En cuanto a los autores intelectuales de la masacre, todos -o casi todos- los jefes de las autodefensas del Magdalena Medio de ese momento están hoy muertos. Henry de Jesús Pérez, quien se presume habría dado la orden para ejecutar la masacre, fue asesinado a los pocos meses. Lo mismo sucedió con su sucesor Ariel Otero.

Los únicos comandantes de las autodefensas del Magdalena Medio que quedan vivos, Ramón Isaza, gerente en ese entonces de la Asociación de Ganaderos del Magdalena Medio, y ‘Ernesto Báez’, para la época, jefe político de las autodefensas de la zona, no han sido vinculados a la masacre, a pesar de que los dos se desmovilizaron y están dentro de Justicia y Paz. Ramón Isaza dice sufrir de alzhéimer aunque sí se acuerda que él no cometió ninguna masacre. Y ‘Báez’ ha hecho cerca de 10 versiones ante los fiscales de Justicia y Paz pero ninguno ha encontrado méritos para vincularlo. Qué importa que una semana antes de la masacre él hubiera acusado por Caracol a los dirigentes campesinos de ser un frente civil de las Farc.
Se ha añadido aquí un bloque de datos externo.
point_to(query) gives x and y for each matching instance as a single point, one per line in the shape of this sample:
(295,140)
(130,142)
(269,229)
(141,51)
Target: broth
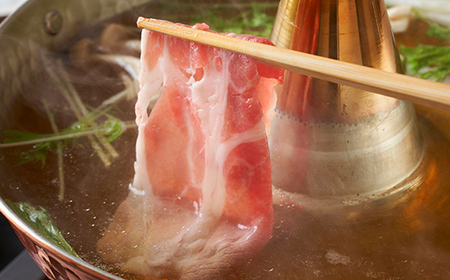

La impunidad no ha sido lo más difícil de sobrellevar todos estos años. Peor ha sido ver la degradación humana a que ha llegado la sociedad colombiana a la hora de justificar la violencia narcoparamilitar. La tesis macabra de reducir al periodista que investiga, al campesino que no se somete ni a las Farc ni a los paras, a cómplice de la guerrilla ya no sólo es potestad de un sujeto como ‘Báez’, sino que forma parte de la artillería de varios precandidatos uribistas y hasta del lenguaje del propio Presidente de la República. “No andarían recogiendo café”, fue la primera reacción del Presidente cuando se denunciaron los primeros falsos positivos. Si hay algo que he aprendido en estos años de incomprensión es que nadie se merece morir como murió asesinada mi hermana y los tres líderes campesinos. Ni siquiera los guerrilleros. De la misma forma que no hay víctima que se merezca vivir para siempre en la impunidad. Hace unos años tuve la intención de ir a donde ‘Báez’ o a donde Isaza a preguntarles si podían vivir tan tranquilos con tantos muertos encima. Ahora ya no pierdo el tiempo.